Regarding her co-winner, David Germany*, the Princetonian dwells on his academic excellence. "The Pyne Prize is not the first recognition of Germany's scholarship-he has won both the Freshman First Year Honor Prize for the highest grades during freshman year and the Class of 1939 Princeton Scholar Prize for the highest academic standing prior to senior year...Today, his transcript shows 21 A+s and 9 A's...An economics major, Germany has been employed as a teaching assistant in upper-level economics courses."

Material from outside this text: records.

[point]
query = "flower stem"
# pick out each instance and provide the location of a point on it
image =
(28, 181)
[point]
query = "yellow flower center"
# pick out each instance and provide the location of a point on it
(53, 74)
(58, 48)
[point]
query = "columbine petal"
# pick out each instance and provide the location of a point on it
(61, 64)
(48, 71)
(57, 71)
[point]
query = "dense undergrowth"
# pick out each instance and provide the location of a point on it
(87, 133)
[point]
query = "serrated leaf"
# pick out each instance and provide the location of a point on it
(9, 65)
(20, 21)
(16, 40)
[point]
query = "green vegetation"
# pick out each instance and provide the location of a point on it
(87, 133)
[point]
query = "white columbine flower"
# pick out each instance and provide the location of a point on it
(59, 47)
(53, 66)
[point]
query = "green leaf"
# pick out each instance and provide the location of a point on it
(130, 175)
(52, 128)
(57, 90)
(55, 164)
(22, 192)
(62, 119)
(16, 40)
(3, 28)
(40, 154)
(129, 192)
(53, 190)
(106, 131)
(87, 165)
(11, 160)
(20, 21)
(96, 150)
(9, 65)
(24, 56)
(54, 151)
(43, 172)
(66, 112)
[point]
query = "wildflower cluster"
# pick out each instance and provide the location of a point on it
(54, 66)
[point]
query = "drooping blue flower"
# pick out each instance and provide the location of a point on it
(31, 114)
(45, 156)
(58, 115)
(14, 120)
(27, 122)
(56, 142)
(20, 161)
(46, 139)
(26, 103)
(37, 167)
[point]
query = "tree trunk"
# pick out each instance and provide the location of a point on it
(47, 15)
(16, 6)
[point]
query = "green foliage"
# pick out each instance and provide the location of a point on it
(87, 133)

But regarding Sotomayer, the article only obliquely discusses her academics. "Sotomayor, a history major, has maintained almost straight A's for the last two years, but is especially known for her extracurricular activities." Any remaining notions that the Pyne Prize is solely (or even predominantly) awarded on academic excellence should be disabused by Princeton's president's own description of the prize:
President Bown said the selection process is a detailed one, involving interviews with department chairmen, faculty and students who have had contact with nominees. 'We try our best to find people who excel,' he said. There are no set criteria for the prize, Bown added, saying, 'There are many ways to contribute-sometimes not through any organized method.'

Again - I'm not saying she's not smart, but Rosen's article appears to me well justified. She will look foolish attempting to go toe-to-toe with Scalia (or Roberts and Alito, for that matter - see this comparison of Sotomayor's vs. Alito's "lawyers' evaluations") and may well embarrass liberals with her off-target questioning. Her strident manner seems unlikely to endear her to Justice Kennedy - I'd say the opposite is more likely. Conservatives should be relieved that a more imposing candidate was not nominated - and if that question quoted above is any indication, we just might be treated to some amusing little malaprops from the bench to keep us entertained over the next couple decades.

* Mr. Germany apparently parlayed his academic success into a lucrative career as a big-time money manager.